After high school I had no idea what I wanted to do. I was working a part time job, enrolled in classes part time at a community college that I had no intention of actually attending, and ended up failing both of them. The one thing I was looking forward to was spending a week with the youth group at my church as we all descended upon the city of Orlando for what is known as the National Youth Gathering. Twenty-five thousand youth connected to my denomination were there, including my wife. We actually stayed at the same hotel, but we did’t find that out until much later. 

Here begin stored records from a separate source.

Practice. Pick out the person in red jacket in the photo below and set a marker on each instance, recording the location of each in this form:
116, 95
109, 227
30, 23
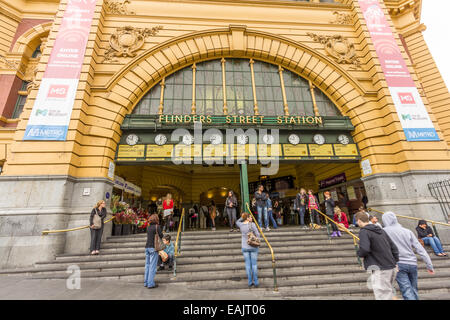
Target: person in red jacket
168, 212
341, 219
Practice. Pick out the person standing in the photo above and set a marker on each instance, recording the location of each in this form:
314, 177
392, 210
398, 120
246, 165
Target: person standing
425, 233
212, 215
96, 234
406, 241
167, 211
329, 211
151, 256
246, 225
313, 205
300, 203
270, 213
261, 206
230, 207
380, 257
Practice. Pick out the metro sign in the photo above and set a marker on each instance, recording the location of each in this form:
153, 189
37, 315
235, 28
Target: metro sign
406, 98
58, 91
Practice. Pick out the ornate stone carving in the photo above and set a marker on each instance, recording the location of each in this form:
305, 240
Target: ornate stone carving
127, 40
338, 47
117, 7
342, 18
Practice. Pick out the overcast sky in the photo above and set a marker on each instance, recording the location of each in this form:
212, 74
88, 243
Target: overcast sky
435, 15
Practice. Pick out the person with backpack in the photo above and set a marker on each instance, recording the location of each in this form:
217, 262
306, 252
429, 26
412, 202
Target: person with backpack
151, 253
250, 250
380, 257
96, 219
406, 241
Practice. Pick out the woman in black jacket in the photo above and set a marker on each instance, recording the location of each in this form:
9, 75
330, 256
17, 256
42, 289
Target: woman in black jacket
230, 207
96, 234
151, 256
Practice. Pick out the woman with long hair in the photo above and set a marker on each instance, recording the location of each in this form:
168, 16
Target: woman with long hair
167, 211
151, 256
230, 207
96, 232
246, 225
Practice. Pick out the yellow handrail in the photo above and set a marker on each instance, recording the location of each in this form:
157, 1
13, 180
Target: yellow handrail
270, 248
45, 232
413, 218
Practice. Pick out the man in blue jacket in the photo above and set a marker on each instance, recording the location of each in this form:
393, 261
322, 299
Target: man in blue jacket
380, 257
406, 241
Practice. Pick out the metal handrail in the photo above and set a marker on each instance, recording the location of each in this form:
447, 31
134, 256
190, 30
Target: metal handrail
178, 243
275, 287
433, 223
347, 231
46, 232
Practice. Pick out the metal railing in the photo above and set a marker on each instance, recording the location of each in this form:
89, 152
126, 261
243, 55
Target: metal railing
275, 287
355, 238
46, 232
178, 243
433, 223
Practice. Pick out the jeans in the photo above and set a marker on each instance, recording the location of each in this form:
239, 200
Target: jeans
266, 221
151, 260
96, 238
407, 281
301, 213
274, 224
251, 267
434, 243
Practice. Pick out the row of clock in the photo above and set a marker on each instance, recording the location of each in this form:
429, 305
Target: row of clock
188, 139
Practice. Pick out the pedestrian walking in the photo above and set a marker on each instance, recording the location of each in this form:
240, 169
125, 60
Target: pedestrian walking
151, 255
270, 214
313, 206
300, 203
329, 211
406, 242
425, 233
261, 206
167, 211
96, 219
230, 207
380, 257
250, 253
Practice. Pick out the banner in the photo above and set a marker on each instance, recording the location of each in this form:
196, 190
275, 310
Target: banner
414, 118
50, 117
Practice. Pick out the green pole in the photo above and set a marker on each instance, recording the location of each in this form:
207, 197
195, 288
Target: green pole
245, 198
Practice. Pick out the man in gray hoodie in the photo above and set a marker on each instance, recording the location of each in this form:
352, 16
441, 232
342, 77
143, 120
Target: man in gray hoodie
406, 241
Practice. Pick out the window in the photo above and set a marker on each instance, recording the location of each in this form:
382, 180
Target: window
241, 76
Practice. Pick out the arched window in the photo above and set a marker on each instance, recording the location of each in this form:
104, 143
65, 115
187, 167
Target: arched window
235, 87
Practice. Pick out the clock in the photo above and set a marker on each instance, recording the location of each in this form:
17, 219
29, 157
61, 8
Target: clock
188, 139
160, 139
132, 139
343, 139
242, 139
319, 139
268, 139
294, 139
215, 139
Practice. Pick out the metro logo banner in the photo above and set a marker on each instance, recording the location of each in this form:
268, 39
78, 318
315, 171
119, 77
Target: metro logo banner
50, 117
414, 118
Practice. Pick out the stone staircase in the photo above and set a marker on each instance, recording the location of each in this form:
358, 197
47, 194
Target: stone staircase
309, 265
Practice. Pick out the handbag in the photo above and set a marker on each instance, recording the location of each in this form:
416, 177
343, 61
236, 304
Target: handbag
252, 239
97, 221
158, 244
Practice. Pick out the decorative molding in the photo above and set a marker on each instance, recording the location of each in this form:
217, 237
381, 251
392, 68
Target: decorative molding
118, 7
127, 40
338, 47
342, 18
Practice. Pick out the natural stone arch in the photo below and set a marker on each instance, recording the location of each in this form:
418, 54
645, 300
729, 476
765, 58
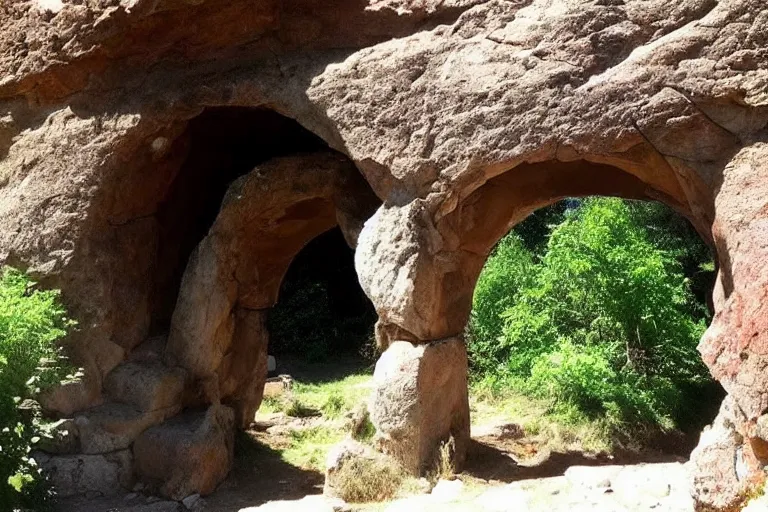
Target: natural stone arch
91, 98
420, 265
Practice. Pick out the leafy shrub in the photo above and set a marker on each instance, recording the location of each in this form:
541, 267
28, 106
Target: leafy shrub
31, 322
604, 321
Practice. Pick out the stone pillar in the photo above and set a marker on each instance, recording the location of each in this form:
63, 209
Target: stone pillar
732, 453
420, 401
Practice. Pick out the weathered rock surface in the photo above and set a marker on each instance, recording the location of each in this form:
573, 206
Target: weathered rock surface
105, 475
420, 400
188, 454
146, 386
463, 116
720, 482
644, 487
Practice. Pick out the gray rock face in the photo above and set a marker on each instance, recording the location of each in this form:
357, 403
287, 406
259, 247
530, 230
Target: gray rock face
108, 475
720, 480
189, 454
462, 116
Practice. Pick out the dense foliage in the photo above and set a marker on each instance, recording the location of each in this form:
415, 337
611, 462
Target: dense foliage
31, 322
601, 320
321, 311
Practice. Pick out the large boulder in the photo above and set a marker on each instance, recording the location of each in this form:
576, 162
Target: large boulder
107, 475
420, 401
188, 454
719, 471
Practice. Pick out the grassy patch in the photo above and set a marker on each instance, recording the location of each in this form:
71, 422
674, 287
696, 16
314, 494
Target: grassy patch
325, 404
362, 480
334, 398
558, 429
308, 448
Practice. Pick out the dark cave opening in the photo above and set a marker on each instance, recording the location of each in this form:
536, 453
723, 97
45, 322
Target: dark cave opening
222, 143
322, 311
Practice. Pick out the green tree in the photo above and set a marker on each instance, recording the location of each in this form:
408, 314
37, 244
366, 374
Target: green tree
602, 323
31, 323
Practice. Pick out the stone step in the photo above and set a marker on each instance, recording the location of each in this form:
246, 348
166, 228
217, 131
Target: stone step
115, 426
149, 386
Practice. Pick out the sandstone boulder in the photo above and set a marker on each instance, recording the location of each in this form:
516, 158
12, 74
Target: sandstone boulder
420, 401
146, 386
188, 454
115, 426
719, 470
107, 475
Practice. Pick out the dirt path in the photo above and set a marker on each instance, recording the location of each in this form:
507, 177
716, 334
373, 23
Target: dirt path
505, 470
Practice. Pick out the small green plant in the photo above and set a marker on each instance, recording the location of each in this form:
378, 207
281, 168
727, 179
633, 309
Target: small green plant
445, 469
31, 324
298, 409
334, 405
309, 447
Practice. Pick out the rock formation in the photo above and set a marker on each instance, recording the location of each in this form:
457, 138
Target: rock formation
124, 122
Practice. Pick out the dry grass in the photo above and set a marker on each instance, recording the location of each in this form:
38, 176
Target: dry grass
363, 480
445, 468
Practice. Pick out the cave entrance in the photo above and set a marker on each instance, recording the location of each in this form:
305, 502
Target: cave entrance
221, 144
322, 318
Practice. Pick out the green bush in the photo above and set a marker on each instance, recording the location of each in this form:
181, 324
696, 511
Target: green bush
31, 323
603, 321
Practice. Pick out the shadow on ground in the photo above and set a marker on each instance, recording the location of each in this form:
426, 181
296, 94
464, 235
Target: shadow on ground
334, 370
260, 475
489, 462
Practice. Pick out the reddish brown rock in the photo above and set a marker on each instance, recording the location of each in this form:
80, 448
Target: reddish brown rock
188, 454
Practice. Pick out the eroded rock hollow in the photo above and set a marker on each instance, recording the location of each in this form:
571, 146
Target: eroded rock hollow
162, 162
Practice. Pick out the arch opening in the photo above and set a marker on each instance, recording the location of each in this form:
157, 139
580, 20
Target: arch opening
588, 311
322, 314
221, 144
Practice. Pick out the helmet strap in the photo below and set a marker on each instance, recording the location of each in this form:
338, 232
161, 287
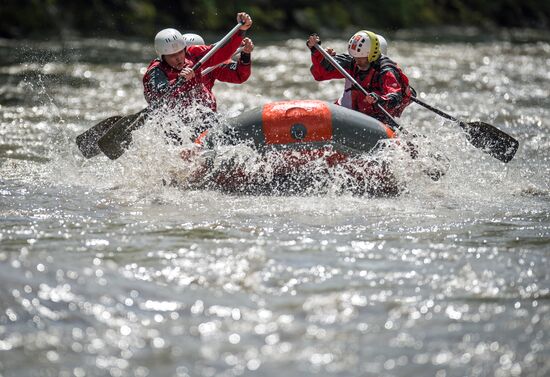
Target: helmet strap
374, 52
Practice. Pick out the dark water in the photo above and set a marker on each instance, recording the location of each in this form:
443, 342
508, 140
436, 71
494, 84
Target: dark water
105, 272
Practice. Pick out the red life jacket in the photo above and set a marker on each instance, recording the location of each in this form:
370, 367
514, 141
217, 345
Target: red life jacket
160, 77
386, 79
184, 94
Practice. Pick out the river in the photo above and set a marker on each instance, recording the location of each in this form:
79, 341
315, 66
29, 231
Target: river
105, 271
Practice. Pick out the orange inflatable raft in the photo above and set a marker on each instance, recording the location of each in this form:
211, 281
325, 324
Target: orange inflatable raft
309, 139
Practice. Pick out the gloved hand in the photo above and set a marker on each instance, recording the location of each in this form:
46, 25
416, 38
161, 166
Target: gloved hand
373, 99
312, 39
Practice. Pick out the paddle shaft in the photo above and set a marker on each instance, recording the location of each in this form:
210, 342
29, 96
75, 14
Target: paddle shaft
115, 141
210, 69
200, 63
437, 111
336, 65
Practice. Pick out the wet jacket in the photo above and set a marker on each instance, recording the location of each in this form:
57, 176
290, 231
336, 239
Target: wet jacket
160, 78
383, 77
230, 72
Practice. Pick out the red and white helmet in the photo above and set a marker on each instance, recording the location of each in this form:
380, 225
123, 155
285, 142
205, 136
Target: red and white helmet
364, 44
169, 41
193, 39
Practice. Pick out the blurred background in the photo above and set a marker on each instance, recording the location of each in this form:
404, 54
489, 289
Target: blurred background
142, 18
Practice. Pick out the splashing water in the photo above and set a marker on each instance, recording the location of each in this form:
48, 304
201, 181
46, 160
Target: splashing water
109, 270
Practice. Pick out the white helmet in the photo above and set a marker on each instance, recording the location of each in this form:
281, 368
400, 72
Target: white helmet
193, 39
168, 41
383, 44
364, 44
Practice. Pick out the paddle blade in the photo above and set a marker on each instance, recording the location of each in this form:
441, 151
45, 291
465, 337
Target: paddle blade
117, 139
491, 140
87, 141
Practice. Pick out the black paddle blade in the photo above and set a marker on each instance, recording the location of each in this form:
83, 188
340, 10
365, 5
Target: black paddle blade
491, 140
117, 139
87, 141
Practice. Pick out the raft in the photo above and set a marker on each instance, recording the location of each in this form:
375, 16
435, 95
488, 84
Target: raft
303, 146
307, 124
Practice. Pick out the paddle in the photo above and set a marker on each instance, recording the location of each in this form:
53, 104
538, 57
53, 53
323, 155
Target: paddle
481, 135
87, 141
328, 57
115, 141
210, 69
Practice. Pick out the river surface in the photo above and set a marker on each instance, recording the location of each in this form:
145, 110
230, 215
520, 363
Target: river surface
105, 271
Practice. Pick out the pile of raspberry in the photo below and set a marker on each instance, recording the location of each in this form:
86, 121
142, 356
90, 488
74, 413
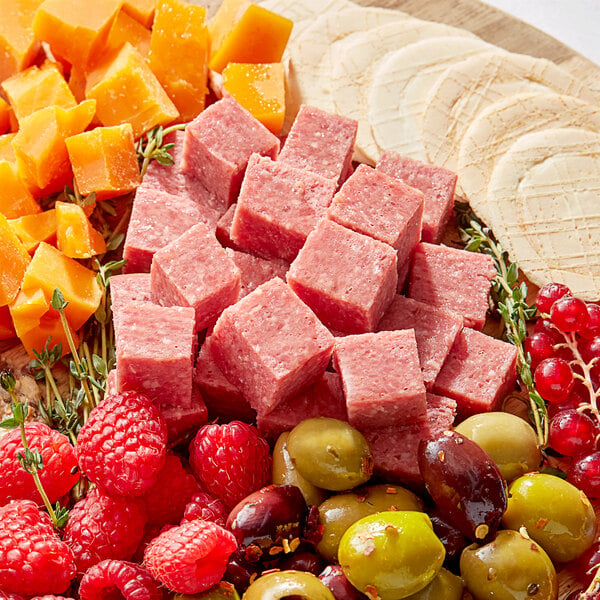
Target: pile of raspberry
144, 521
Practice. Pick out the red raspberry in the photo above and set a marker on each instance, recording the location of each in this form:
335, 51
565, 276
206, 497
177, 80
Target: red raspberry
122, 447
33, 559
190, 558
206, 507
60, 471
119, 579
102, 526
231, 461
167, 498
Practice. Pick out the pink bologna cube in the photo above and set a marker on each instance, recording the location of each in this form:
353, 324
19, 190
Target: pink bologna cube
158, 218
395, 449
223, 399
347, 278
478, 373
194, 270
171, 179
322, 143
436, 183
278, 207
435, 331
218, 145
255, 271
383, 208
382, 379
325, 398
270, 345
452, 279
155, 352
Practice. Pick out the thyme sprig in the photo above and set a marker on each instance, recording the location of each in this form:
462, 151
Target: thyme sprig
510, 299
152, 147
30, 460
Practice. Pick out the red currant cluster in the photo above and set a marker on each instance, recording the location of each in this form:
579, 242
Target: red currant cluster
565, 357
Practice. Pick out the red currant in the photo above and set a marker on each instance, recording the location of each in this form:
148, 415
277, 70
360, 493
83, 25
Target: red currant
572, 433
548, 294
569, 314
539, 346
584, 473
554, 379
593, 326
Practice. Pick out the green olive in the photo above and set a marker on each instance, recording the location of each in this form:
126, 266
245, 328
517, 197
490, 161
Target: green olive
445, 586
508, 439
282, 584
556, 514
339, 512
330, 454
512, 567
391, 554
285, 473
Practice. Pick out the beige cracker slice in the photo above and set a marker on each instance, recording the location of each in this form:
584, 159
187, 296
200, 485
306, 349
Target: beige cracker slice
466, 88
355, 60
497, 127
545, 194
400, 84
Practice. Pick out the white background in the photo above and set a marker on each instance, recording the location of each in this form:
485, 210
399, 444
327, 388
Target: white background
576, 23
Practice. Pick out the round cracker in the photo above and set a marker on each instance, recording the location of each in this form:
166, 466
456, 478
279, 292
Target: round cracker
467, 88
545, 193
403, 78
356, 58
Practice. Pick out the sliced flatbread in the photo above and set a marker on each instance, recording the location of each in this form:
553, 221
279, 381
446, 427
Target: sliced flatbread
401, 82
545, 193
356, 59
497, 127
466, 88
310, 54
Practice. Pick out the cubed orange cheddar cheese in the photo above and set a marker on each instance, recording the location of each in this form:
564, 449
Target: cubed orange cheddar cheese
7, 329
13, 262
36, 88
15, 198
141, 10
75, 236
18, 45
179, 55
260, 36
127, 91
40, 146
260, 89
74, 30
127, 29
33, 229
50, 269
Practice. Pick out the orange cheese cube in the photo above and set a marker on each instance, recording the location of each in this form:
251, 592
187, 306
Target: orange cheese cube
36, 88
104, 161
260, 89
127, 29
40, 146
75, 31
126, 91
50, 268
33, 229
13, 262
179, 55
260, 36
75, 236
141, 10
15, 198
18, 45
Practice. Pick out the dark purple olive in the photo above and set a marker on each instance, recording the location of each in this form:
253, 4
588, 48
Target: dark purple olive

It was that event that began my academic career in earnest because from there I was encouraged to attend what was then called Concordia University River Forest. Thanks to a facebook reminder the other week, I realized it was fifteen years ago. At Concordia I really started to find my niche, unsurprisingly in a subject I thoroughly enjoyed at in my Lutheran grade school, even if my grades showed that. In college I felt most comfortable in those theology classes. Challenging fellow students, and at times professors, often to my own detriment, became a beloved pastime. Still though, the pursuit of high marks across the board where a transcript is concerned never seemed to be on my radar. 

Going from one Concordia to another didn’t change much in the pursuit of academic excellence all that much, at least not until after I had quit Concordia Seminary and then, after finishing an MA somewhere else, came back (more on that another day). From that second time around at Concordia Seminary, where I earned my M.Div. and was certified to be a Lutheran pastor in The Lutheran Church—Missouri Synod, on through my time at United Lutheran Seminary, where I graduated with a STM, I didn’t just want to coast, I wanted to excel. 

In many ways I believe I did excel, not just because some of my work has been published, but because I know how my time at every institution I have studied at has formed and shaped me as a husband, father, pastor, theologian, and child of God. The academic year has played a major role in my personal formation, so much so that I yearn for it to be a regular part of my life. It has been over a year since I had a place to call my academic home, since I had a place outside of my family and my congregation that would push me to grow in unexpected ways like academic institutions are want to do. I am glad that time has come to an end. 

Thanks to some very generous scholarships, funding opportunities, my congregation, and most of all my wife and family, I am beginning PhD studies this fall at the University of Birmingham in the UK. Although, I will spend some time on the campus at various points during my career as a student, it is a distance program which means my supervisions will be done mostly via Skype. While I couldn’t be more excited to work with my supervisors, to do the research, to write, to receive feedback, and to be involved in an academic community again, I am most excited that my life feels the rhythm of an academic year once more.